Roman Imperial coin, silver, AR antoninianus. Struck during the reign of Caesar Gaius Messius Quintus Traianus Decius Augustus, possibly in 251 during his joint reign with his son, Quintus Herennius Etruscus Messius Decius Augustus, 249-251 C.E. The radiate head of Trajan Decius faces right in profile, on obverse with the inscriptions "IMP C M Q TRAIANVS DECIVS AVG" surrounding image. On reverse, the two Pannoniae, the personifications of the divisions of the region of Pannoniae, face front and stand side by side, each holding a standard with the inscription "PANNONIAE" surrounding image.
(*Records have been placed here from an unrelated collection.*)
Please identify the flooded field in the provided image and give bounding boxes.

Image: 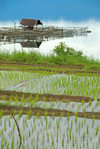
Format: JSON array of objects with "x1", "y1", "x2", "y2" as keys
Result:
[{"x1": 0, "y1": 68, "x2": 100, "y2": 149}]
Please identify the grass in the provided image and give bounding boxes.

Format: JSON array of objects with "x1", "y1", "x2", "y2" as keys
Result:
[
  {"x1": 0, "y1": 42, "x2": 100, "y2": 68},
  {"x1": 0, "y1": 43, "x2": 100, "y2": 149}
]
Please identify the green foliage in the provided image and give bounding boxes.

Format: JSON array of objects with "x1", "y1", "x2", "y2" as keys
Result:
[
  {"x1": 53, "y1": 42, "x2": 83, "y2": 56},
  {"x1": 0, "y1": 42, "x2": 100, "y2": 66}
]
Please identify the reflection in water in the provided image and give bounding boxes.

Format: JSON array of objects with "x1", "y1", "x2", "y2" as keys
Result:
[{"x1": 0, "y1": 115, "x2": 100, "y2": 149}]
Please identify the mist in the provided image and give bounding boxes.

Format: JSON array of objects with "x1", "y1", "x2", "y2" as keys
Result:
[{"x1": 0, "y1": 19, "x2": 100, "y2": 60}]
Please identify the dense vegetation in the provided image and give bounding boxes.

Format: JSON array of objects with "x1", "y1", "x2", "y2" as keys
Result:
[{"x1": 0, "y1": 42, "x2": 100, "y2": 67}]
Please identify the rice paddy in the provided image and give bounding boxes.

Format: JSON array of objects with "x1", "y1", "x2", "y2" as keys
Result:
[{"x1": 0, "y1": 63, "x2": 100, "y2": 149}]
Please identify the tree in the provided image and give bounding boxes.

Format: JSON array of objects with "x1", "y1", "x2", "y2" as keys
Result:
[{"x1": 53, "y1": 42, "x2": 83, "y2": 56}]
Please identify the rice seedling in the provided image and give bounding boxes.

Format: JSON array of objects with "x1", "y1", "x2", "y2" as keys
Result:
[{"x1": 0, "y1": 65, "x2": 99, "y2": 149}]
Reverse images faded and difficult to decipher.
Date range: 249-251 C.E.
Remarks: Born about 201 C.E. at Budalia, a village in Lower Pannonia, Decius attained senatorial rank early in his career and was governor of Lower Moesia from 234-8 C.E. Following the abortive rebellion of Pacatian in Upper Moesia, Philip dispatched Decius to restore order; but the rebels forced the latter, under threat of death, to assume the purple and march upon Italy. In the ensuing battle, which was fought near Verona, Philip and his son were slain and Decius was left undisputed master of the empire. Much of his short reign was spent in fighting the barbarians on the Northern frontier, and in battle against the Goths at Abrittus, late in 251 , Decius was defeated and killed together with his elder son and co emperor, Herennius Etruscus. The reign of Decius is, perhaps, best known for his rigorous persecution of the Christians, in which Pope Fabian lost his life. Trajan Decius' coins were minted in Rome, Milan, and Antioch.
Reference: David Sear, "Roman Coins and Their Values", (Vol III, 2005), #9378, pg 199.